Monday, 15 April 2013

Making fast genome-scale DNA alignments using nucmer

The nucmer software can be used to make fast DNA alignments of large genome-size sequences. It is a fast alternative to BLAST for searching for matches between large fasta files, for example, for comparing two related genomes or two assemblies for the same species.

The program was described in a paper from Steven Salzberg's group by Delcher et al. (2002), published in Nucleic Acids Res. The nucmer program makes use of MUMmer, an algorithm by the same group, which finds all "maximal unique matches" (MUMs) between two genomes. That is, it finds all subsequences of at least k bp (k = 20 by default) that are identical between two genomes. Thus, a MUM can be 20 bp or longer.

The paper says that nucmer works by:
1) first running MUMmer that are identical between two genomes) to find all exact matches between two genomes.
2) then running a clustering algorithm for all the MUMs along each scaffold. MUMs are clustered together if they are separated by no more than a user-specified distance.
3) then running a modified Smith-Waterman algorithm to align the sequences between the MUMs in a cluster. The algorithm permits only limited mismatches in the gaps between MUMs. The user can specify the amount of mismatch permitted.

Running nucmer
To run nucmer you can type:
% nucmer -p <prefix> <database> <query>
where <prefix> is the prefix that you want to give to the nucmer output files (by default this is 'out'),
<database> is the fasta file for the genome assembly that you want to search against,
<query> is the fasta file for the genome assembly that you want to use as your query.
Nucmer will then produce an output file called <prefix>.delta. For example, if you used 'out' as <prefix>, then the output file will be called out.delta.

Running show-coords
Two other useful programs that come with nucmer are called delta-filter and show-coords.

You can convert a delta-format file (either from nucmer or delta-filter, see below) to a tab-delimited file of matching regions by using the show-coords program, eg.
% show-coords -dTlro out.delta.filter > out.coords
where
-d:  displays the alignment direction in an additional column called 'FRM',
-T: makes the output file tab-delimited,
-l: includes sequence length information in the output,
-o: annotates maximal alignments between two sequences, i.e. overlaps between database and query sequences (these are marked as '[CONTAINED]' in the output),
-r: sorts the output lines by database IDs and coordinates.

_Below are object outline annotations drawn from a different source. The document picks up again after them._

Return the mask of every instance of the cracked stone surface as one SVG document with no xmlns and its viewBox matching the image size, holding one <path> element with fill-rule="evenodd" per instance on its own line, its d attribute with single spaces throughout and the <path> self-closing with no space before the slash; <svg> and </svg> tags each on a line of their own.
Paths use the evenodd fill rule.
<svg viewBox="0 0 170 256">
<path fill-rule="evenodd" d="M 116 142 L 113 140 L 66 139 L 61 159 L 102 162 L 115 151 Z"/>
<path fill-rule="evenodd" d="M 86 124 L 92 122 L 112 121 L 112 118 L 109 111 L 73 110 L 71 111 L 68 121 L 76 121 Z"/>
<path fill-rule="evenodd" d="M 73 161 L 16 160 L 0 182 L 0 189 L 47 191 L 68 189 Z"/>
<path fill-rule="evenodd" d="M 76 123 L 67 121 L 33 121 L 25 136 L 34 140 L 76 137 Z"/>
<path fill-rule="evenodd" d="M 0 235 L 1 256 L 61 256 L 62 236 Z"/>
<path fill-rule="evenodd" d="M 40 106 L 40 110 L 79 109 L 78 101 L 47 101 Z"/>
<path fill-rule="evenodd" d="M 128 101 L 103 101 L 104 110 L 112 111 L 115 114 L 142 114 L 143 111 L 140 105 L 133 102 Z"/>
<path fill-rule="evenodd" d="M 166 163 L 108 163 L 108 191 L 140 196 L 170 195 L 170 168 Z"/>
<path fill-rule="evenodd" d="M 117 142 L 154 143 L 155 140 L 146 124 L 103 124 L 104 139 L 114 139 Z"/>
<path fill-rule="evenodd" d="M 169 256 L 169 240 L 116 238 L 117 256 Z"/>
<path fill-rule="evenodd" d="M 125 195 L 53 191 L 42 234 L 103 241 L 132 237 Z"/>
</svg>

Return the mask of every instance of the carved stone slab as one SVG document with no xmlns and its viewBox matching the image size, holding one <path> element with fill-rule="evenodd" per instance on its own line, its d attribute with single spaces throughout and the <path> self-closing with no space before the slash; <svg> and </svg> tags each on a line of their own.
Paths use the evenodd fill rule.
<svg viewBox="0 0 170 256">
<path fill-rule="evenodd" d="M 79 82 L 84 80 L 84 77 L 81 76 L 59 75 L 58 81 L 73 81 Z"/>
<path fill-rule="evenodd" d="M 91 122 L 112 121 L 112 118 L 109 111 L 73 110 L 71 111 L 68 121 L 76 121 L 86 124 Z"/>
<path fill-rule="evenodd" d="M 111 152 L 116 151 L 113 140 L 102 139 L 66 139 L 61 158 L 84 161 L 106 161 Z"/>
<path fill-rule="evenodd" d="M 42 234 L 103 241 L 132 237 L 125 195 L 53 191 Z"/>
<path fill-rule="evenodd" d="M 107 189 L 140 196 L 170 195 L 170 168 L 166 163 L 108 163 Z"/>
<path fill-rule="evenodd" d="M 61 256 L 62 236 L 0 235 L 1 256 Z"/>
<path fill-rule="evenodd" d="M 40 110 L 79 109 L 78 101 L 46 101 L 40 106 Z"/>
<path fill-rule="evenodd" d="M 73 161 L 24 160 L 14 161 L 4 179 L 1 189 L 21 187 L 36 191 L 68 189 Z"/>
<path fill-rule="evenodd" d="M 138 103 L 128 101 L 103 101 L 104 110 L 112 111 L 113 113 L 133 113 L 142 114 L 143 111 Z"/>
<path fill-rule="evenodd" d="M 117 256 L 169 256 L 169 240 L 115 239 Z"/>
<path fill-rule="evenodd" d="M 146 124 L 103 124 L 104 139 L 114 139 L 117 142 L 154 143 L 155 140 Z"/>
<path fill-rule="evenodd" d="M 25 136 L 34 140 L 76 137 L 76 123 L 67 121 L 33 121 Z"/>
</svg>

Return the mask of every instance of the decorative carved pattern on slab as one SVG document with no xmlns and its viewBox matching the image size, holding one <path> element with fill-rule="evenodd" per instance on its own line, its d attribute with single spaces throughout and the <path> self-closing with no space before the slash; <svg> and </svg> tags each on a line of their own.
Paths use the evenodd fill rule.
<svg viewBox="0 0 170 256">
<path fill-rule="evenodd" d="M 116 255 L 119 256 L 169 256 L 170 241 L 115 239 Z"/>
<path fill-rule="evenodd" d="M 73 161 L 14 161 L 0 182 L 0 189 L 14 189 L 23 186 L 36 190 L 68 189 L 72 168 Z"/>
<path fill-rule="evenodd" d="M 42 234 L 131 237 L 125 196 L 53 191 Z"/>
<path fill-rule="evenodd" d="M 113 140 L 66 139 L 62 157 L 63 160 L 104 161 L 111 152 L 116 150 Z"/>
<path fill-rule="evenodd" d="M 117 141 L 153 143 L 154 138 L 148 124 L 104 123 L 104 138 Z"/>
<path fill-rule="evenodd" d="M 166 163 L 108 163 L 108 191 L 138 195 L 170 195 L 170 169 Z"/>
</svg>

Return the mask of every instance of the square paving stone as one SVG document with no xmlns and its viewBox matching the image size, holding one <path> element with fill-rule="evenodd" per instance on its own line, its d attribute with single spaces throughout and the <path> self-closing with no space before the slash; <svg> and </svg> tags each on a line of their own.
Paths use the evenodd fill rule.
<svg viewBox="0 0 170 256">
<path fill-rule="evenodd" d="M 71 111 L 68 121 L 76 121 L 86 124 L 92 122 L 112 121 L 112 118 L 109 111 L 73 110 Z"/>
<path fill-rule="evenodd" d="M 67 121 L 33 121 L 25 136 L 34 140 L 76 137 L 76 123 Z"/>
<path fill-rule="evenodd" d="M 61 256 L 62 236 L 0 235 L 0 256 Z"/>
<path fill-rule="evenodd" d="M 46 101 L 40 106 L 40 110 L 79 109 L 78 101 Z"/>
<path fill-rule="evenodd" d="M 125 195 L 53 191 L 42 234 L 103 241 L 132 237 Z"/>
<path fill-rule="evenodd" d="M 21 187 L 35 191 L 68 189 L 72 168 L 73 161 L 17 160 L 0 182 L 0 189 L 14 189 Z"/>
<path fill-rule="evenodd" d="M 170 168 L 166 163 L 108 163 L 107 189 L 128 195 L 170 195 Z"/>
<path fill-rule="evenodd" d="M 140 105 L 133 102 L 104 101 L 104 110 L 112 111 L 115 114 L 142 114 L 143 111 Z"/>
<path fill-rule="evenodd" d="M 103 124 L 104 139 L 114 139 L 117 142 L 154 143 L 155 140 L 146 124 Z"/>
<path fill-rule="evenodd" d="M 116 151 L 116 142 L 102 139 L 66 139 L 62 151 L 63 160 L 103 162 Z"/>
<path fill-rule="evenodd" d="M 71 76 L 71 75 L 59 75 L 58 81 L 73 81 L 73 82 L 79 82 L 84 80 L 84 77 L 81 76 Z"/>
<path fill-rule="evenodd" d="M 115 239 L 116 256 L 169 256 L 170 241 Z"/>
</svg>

show-coords will give an output that looks something like this:
NUCMER
    [S1]     [E1] |     [S2]     [E2]  |  [LEN 1]  [LEN 2]  |  [% IDY]  | [TAGS]
=============================================================
       5      104  |      100        5   |      100       96   |    96.00   | seq3db    seq1query
      29     128  |        1      100   |      100      100  |   100.00  | seq3db    seq1query
       1      125  |       19      142  |      125      124  |    99.20   | seq2db    seq1query

This means that:
(i) there is a match from positions 1-100 of the query sequence 'seq1query', that matches positions 29-128 of the database sequence 'seq3db',
(ii) there is a match from positions 5-100 of the query sequence 'seq1query', where the negative strand of this region matches positions 5-104 of 'seq3db',
(iii) there is a match from positions 19-142 of 'sequ1query', to 1-125 of 'seq2db'.

If you had used the -o option, you would see:
    [S1]     [E1]  |     [S2]     [E2]  |  [LEN 1]  [LEN 2]  |  [% IDY]  | [TAGS]
=============================================================

        5      104  |      100        5   |      100       96   |    96.00   | seq3db    seq1query    [BEGIN]
      29      128  |        1      100   |      100      100  |   100.00  | seq3db    seq1query    [END]
       1      125   |       19      142  |      125      124  |    99.20   | seq2db    seq1query    [CONTAINED]

The '[CONTAINED]' tag shows that the last match, at position 19-142 in the query 'seq1query', overlaps with another match in this query. 

If you had used the -r option, you would see:
    [S1]     [E1]  |     [S2]     [E2]  |  [LEN 1]  [LEN 2]  |  [% IDY]  | [TAGS]
=============================================================

        1      125  |       19      142  |      125      124  |    99.20   | seq2db    seq1query
       5      104   |      100        5   |      100       96   |    96.00   | seq3db    seq1query
      29      128  |        1      100   |      100      100  |   100.00  | seq3db    seq1query

This has the hits sorted by database sequence (so hits to 'seq2db' first, then hits to 'seq3db'), and then with respect to coordinate within the database sequence (so a hit to 5-104 in seq3db, then a hit to 29-128 in seq3db).

Running delta-filter
After running nucmer (and before running show-coords, if you like), you can use delta-filter to filter the delta file, to exclude poorly-matching regions. You can run it by typing:
% delta-filter -i <min_aln_id> -l <min_aln_len> -q
where <min_aln_id> is the percent identity for alignments to be kept,
<min_aln_len> is the minimum length for alignments to be kept,
and the -q option means each position of each query is mapped to its best hit in the database, allowing for overlaps in the database (but discarding poorer overlapping alignments with respect to the query).

For example:
% delta-filter -i 95 -l 200 -q out.delta > out.delta.filter
This takes hits with at least 95% identity, that are at least 200 bp long, and takes the best non-overlapping hits with respect to the query. 

The out.delta.filter file is in the same format as the out.delta file, but should have less matches, as some have been filtered out.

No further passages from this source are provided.